Closed seetarajpara closed 1 month ago
Hey @seetarajpara,
Could you share the exact commands you are using in the loop and the final merge, step by step?
Thanks.
@joansaurina yes, here's what I tried:
RUN_DIR='/Users/Seeta/Desktop/BCSB_GDA_array/VCFs/biallelic_vcfs/multisample_vcf'
for f in ${RUN_DIR}/*.vcf
do
bcftools view -m2 -M2 -v snps $f > biallelic_vcfs/$(basename $f | cut -d. -f1).vcf
done
for f in biallelic_vcfs/*.vcf
bgzip $f | tabix -f -p vcf
done
# Combine all VCF files into one
ls *.vcf.gz > vcf_list.txt
# Use bcftools merge with the file list
bcftools merge -Oz -l vcf_list.txt -o multisample_vcf/batch3_biallelic.vcf.gz
I should add, I also confirmed my merged VCF has only SNPs:
(nadmenv) (base) Seeta@MacBook-Pro-USC multisample_vcf % bcftools view -Oz -m 2 -M 2 --types=snps batch3_biallelic_noDups.vcf.gz | bcftools stats - | awk '/^SN/' > test.vcf.gz
SN 0 number of samples: 159
SN 0 number of records: 1127994
SN 0 number of no-ALTs: 0
SN 0 number of SNPs: 1127994
SN 0 number of MNPs: 0
SN 0 number of indels: 0
SN 0 number of others: 0
SN 0 number of multiallelic sites: 0
SN 0 number of multiallelic SNP sites: 0
You can try entering python
in a terminal where you have your file and on the neural-admixture conda environment, and then do the following:
import allel
import numpy as np
f_tr = allel.read_vcf('filename') #substitute filename with yours.
calldata = f_tr["calldata/GT"]
A = np.sum(calldata, axis=2).T/2
print('A max:', int(A.max()))
print('A min:', int(A.min()))
If the maximum value is higher than 1, you probably still have multiallelic sites in your data. If the minimum value is lower than 0, your files might be corrupted.
Let us know if this was helpful.
You're right, it looks as though the file is corrupt. I'm not sure at what point this happened, because I tested an individual sample file as well (below)

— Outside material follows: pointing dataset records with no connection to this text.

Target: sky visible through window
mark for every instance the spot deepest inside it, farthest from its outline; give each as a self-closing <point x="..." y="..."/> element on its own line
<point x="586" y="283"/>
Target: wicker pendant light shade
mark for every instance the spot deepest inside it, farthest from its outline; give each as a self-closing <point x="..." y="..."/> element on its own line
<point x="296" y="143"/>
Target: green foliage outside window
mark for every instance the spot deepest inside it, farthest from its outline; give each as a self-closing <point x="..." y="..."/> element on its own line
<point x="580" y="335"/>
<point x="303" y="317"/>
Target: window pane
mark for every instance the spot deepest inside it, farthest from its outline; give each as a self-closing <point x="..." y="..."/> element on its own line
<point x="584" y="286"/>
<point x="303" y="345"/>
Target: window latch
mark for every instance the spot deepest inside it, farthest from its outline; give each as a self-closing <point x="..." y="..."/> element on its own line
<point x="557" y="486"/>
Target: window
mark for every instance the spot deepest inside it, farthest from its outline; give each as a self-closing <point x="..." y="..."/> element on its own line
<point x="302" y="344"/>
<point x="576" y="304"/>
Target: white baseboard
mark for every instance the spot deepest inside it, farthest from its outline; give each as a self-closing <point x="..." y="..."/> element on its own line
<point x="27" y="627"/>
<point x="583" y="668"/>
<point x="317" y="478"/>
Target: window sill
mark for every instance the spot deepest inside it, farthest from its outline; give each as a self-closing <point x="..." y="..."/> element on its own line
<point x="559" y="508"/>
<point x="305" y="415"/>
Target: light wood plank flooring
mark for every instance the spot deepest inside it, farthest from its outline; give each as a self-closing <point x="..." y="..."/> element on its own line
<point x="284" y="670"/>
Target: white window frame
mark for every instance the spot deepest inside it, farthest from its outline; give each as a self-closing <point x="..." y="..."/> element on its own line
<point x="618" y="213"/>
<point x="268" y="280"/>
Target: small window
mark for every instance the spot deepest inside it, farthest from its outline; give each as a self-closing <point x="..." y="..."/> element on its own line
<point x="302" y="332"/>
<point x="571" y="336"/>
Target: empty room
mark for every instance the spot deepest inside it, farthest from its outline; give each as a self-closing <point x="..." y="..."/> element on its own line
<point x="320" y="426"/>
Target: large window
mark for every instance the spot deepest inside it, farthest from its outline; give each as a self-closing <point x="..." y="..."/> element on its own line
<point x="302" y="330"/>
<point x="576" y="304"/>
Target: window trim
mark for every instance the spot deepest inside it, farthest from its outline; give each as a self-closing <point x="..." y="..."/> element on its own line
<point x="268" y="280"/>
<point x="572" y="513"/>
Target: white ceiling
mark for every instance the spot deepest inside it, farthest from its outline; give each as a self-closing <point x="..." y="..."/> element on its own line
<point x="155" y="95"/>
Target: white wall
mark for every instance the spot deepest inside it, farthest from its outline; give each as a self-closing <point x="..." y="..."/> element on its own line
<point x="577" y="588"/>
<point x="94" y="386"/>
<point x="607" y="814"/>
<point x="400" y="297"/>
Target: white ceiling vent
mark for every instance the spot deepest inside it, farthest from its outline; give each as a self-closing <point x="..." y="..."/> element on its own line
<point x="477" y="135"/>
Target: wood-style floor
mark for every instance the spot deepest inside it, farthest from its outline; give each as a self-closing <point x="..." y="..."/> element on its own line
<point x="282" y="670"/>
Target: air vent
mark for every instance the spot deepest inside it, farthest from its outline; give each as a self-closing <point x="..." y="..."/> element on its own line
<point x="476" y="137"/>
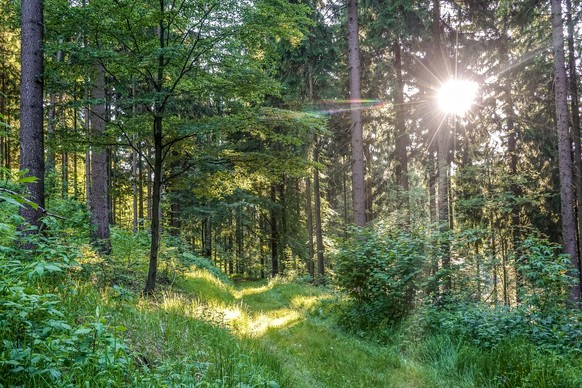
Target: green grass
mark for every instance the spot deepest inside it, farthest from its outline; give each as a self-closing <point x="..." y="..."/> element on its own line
<point x="203" y="331"/>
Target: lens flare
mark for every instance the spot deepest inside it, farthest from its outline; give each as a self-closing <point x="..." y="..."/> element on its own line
<point x="456" y="96"/>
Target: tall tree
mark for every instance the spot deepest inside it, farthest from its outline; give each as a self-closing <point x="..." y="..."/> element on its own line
<point x="564" y="146"/>
<point x="358" y="170"/>
<point x="99" y="201"/>
<point x="31" y="105"/>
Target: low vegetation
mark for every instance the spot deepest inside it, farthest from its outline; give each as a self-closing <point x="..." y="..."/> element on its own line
<point x="71" y="317"/>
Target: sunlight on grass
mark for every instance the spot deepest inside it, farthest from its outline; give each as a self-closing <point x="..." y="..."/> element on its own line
<point x="253" y="290"/>
<point x="259" y="324"/>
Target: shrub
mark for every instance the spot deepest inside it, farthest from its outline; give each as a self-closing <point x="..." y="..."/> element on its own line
<point x="378" y="269"/>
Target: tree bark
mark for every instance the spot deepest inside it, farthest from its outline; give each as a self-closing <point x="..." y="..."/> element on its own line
<point x="358" y="173"/>
<point x="156" y="197"/>
<point x="309" y="211"/>
<point x="402" y="138"/>
<point x="99" y="179"/>
<point x="317" y="210"/>
<point x="31" y="106"/>
<point x="575" y="108"/>
<point x="564" y="147"/>
<point x="275" y="235"/>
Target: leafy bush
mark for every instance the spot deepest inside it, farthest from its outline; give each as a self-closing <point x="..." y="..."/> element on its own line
<point x="558" y="330"/>
<point x="378" y="269"/>
<point x="546" y="273"/>
<point x="189" y="259"/>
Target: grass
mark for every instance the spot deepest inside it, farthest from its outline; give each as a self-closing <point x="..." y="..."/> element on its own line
<point x="203" y="331"/>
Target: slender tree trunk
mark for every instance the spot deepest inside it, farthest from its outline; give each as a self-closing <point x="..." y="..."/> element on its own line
<point x="65" y="175"/>
<point x="99" y="179"/>
<point x="575" y="108"/>
<point x="51" y="126"/>
<point x="156" y="197"/>
<point x="140" y="185"/>
<point x="134" y="187"/>
<point x="402" y="139"/>
<point x="310" y="264"/>
<point x="564" y="147"/>
<point x="358" y="173"/>
<point x="317" y="210"/>
<point x="274" y="233"/>
<point x="31" y="106"/>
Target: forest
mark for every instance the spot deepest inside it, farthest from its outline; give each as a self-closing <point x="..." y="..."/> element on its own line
<point x="290" y="193"/>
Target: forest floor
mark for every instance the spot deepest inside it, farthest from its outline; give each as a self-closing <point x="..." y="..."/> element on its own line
<point x="289" y="322"/>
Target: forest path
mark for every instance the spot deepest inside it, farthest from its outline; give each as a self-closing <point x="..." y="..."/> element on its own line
<point x="289" y="321"/>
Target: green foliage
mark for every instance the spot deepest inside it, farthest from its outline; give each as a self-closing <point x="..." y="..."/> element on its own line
<point x="547" y="273"/>
<point x="378" y="268"/>
<point x="511" y="363"/>
<point x="44" y="342"/>
<point x="558" y="330"/>
<point x="203" y="263"/>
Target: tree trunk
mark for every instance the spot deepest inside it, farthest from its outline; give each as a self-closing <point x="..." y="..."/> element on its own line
<point x="99" y="180"/>
<point x="358" y="173"/>
<point x="31" y="106"/>
<point x="274" y="233"/>
<point x="575" y="108"/>
<point x="65" y="175"/>
<point x="156" y="197"/>
<point x="402" y="139"/>
<point x="310" y="264"/>
<point x="564" y="147"/>
<point x="135" y="198"/>
<point x="317" y="209"/>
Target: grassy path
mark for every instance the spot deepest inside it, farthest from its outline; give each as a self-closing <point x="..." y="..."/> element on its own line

>>> f_tr = allel.read_vcf('batch3_biallelic_noDups.vcf.gz')
>>> calldata = f_tr["calldata/GT"]
>>> A = np.sum(calldata, axis=2).T/2
>>> print('A max:', int(A.max()))
A max: 2
>>> print('A min:', int(A.min()))
A min: -1
one of the individual samples:
>>> f_tr = allel.read_vcf('159_Salhia_GDA_BCSB0419.vcf.gz')
>>> calldata = f_tr["calldata/GT"]
>>> A = np.sum(calldata, axis=2).T/2
>>> print('A max:', int(A.max()))
A max: 2
>>> print('A min:', int(A.min()))
A min: 0
I will try to merge these individual files and test the tool out again. Thanks for this tip! Will circle back shortly.
ok so I merged 3 of these individual samples, this is where I see the -1 value for the A.min:
>>> f_tr = allel.read_vcf('test_157_158_159.vcf.gz')
>>> calldata = f_tr["calldata/GT"]
>>> A = np.sum(calldata, axis=2).T/2
>>> print('A max:', int(A.max()))
A max: 2
>>> print('A min:', int(A.min()))
A min: -1
Do you have any suggestions for merging VCFs of multiple samples? I think this is where my problem is occurring.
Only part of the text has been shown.